The PWA spectrum likely reflects peripheral sympathetic modulation, potentially mediated in part by baroreflex, as evidenced by a strong coherence between the low-frequency components of PPG and blood pressure [18, 19]. However, that may not be the only mechanism driving PPG oscillations. PPG also captures local vascular influences such as endothelial-mediated tone changes or myogenic activity [28], which we did not adjust for. Thus, these factors may have confounded the PWA spectral features. Future studies could mitigate these effects by scaling PWA spectral powers using the non-pulsatile (baseline) component of the PPG signal.
Incorporating PPI features into the SpO2 model substantially improved detection for subjects with AHI ≥ 15. In our dataset, arousals occurred more frequently in moderate-to-severe OSA, which likely explains the benefit of incorporating arousal-sensitive features, as higher AHI and arousal frequency are both indicative of OSA severity [29]. Although including PWA with PPI resulted in only two additional detections, this may still be clinically meaningful in large-scale or home-based OSA screening, as these additional detections may reflect improved identification of hypopnea-dominant cases that are less well captured by SpO2-only approaches.
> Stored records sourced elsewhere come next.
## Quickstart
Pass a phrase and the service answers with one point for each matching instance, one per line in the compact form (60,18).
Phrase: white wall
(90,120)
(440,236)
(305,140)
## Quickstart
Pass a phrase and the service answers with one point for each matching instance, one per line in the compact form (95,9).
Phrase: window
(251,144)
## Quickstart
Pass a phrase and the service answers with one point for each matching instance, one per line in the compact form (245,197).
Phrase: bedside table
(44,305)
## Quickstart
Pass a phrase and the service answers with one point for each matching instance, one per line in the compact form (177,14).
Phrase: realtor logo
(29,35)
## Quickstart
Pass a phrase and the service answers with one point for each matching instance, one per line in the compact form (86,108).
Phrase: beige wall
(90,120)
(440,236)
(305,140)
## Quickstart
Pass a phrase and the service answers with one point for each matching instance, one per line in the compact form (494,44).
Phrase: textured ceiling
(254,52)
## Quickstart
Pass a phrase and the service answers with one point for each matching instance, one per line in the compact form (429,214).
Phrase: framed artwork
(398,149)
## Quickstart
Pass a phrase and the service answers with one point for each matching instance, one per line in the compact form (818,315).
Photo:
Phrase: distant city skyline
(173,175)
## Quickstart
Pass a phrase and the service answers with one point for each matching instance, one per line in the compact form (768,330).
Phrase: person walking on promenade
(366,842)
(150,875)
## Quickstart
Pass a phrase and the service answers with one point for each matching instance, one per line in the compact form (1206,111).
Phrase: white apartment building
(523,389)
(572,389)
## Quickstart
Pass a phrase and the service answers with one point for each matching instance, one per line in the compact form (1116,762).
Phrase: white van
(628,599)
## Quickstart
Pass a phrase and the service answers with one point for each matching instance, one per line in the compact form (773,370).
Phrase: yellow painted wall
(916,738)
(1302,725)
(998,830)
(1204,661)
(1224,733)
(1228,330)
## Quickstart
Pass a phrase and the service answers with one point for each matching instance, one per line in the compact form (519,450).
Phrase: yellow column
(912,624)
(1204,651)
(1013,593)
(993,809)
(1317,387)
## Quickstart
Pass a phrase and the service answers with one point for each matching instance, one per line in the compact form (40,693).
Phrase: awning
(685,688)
Notably, this improvement can be achieved without additional sensors, cost, or patient burden, as PWA features are derived from the same pulse oximetry signal. These findings suggest the potential complementary value of PWA that warrants further exploration, particularly in subgroups with pronounced vascular responses during arousals.
Reduced screening sensitivity and specificity in the comorbidity subgroup may reflect altered physiological responses. Hypertension and dyslipidemia can blunt PPG through heightened sympathetic tone and vascular stiffness [30, 31]. These alterations may diminish the magnitude of arousal-related changes, making it harder for the model to recognize those events.
The present study has several limitations. Combining apnea and hypopnea into a single class may have limited the model’s ability to learn subtype-specific physiological patterns. Separating hypopneas with arousals from those without could have allowed PWA features to contribute more to model performance. Clusters of events may also elicit stronger cardiovascular responses, whereas isolated events may produce minimal responses. When using fixed-length segments, this variability can lead to overestimation in some cases and underestimation in others. Lastly, we did not account for sleep stages, which are known to influence arousal occurrences. Although PWA contributed only marginal improvements, our findings underscore the feasibility of leveraging pulse oximetry–derived features beyond SpO2. Such PPG-based approaches can be implemented in the home setting and can help prioritize suspected OSA patients for full polysomnographic evaluation.